Speaking at a press conference in Accra the Managing Director of the company, Kwame Awuah Darko, said BOST now has suppliers’ credit lines of up to US$280million on open account terms.
This, he said, means the reforms being carried out in BOST have caught the attention of both commodity suppliers and the global financing banks, thereby weaning the company off its reliance on local banks for financing petroleum imports.
When he took over as MD some 18 months ago, he said the company was seen as a failed state-owned enterprise, and had neither the confidence of local banks nor bulk distribution companies.
“Our nine-month turnaround strategy is aimed at restoring the company’s operations –restructuring the company’s organisation structure, restructuring the company’s balance sheet — as well as restoring the company’s infrastructure to be able to enhance our operations.”
BOST, he said, has also repositioned itself within the West African sub-region and has now been recognised by Sonaby — Burkina Faso’s State Owned Petroleum Company — as one of its suppliers of choice.

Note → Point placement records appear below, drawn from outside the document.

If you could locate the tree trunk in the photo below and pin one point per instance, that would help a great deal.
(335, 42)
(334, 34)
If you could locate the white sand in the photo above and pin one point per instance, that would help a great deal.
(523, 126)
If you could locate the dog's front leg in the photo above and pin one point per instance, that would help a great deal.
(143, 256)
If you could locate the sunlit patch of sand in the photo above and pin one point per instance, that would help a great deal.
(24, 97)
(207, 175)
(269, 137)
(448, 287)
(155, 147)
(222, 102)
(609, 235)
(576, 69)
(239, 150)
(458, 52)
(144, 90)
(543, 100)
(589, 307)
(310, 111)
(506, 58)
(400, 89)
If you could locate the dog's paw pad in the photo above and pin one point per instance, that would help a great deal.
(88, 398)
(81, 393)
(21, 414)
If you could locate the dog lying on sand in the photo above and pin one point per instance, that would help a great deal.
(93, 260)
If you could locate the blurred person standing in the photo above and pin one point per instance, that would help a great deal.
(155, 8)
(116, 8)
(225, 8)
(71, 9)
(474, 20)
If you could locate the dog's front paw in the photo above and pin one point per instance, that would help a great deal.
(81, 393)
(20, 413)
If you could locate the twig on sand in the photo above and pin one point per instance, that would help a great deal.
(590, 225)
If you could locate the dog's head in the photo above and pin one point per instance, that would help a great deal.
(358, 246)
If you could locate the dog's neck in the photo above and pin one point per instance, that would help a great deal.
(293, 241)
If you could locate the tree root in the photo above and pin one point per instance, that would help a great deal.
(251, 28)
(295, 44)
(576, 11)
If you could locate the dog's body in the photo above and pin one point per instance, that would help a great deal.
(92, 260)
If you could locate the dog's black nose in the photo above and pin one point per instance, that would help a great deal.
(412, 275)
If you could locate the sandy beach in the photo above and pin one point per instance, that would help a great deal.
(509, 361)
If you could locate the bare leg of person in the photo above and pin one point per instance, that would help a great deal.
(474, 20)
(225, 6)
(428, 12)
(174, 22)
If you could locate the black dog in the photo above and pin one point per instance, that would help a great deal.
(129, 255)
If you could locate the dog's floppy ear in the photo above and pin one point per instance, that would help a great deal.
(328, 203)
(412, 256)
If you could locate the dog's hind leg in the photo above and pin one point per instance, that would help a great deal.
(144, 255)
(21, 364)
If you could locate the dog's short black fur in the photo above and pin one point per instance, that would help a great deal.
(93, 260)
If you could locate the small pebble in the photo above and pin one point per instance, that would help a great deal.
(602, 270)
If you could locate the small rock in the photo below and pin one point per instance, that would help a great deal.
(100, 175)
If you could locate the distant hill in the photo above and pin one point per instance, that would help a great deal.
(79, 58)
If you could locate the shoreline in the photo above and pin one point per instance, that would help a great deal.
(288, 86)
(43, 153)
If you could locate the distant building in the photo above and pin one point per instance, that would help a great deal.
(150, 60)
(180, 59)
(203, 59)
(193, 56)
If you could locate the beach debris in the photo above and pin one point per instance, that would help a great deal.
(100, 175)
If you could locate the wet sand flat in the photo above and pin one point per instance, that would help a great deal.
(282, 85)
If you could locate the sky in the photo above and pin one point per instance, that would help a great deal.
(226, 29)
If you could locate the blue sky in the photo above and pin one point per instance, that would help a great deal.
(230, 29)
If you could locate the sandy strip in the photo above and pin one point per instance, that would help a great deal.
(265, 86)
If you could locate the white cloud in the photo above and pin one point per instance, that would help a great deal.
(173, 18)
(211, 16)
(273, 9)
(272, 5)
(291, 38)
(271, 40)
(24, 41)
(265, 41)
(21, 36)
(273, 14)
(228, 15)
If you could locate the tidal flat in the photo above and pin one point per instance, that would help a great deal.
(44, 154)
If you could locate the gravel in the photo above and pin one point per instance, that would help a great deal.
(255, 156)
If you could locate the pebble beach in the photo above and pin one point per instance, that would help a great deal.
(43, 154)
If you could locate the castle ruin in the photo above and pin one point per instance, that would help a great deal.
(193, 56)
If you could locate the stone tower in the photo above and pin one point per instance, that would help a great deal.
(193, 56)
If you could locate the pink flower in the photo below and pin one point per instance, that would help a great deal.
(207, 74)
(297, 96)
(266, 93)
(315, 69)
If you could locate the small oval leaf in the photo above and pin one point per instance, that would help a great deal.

Additionally, he said, the BOST facility in Buipe that was idle when he took over has now become a depot of choice for Malian petroleum marketers.
Kwame Awuah Darko indicated that with the continued improvement of BOST infrastructure across the country, the end of 2015 should see the company becoming the biggest player in the country’s downstream petroleum sector as well as in the West African sub-region outside of Nigeria.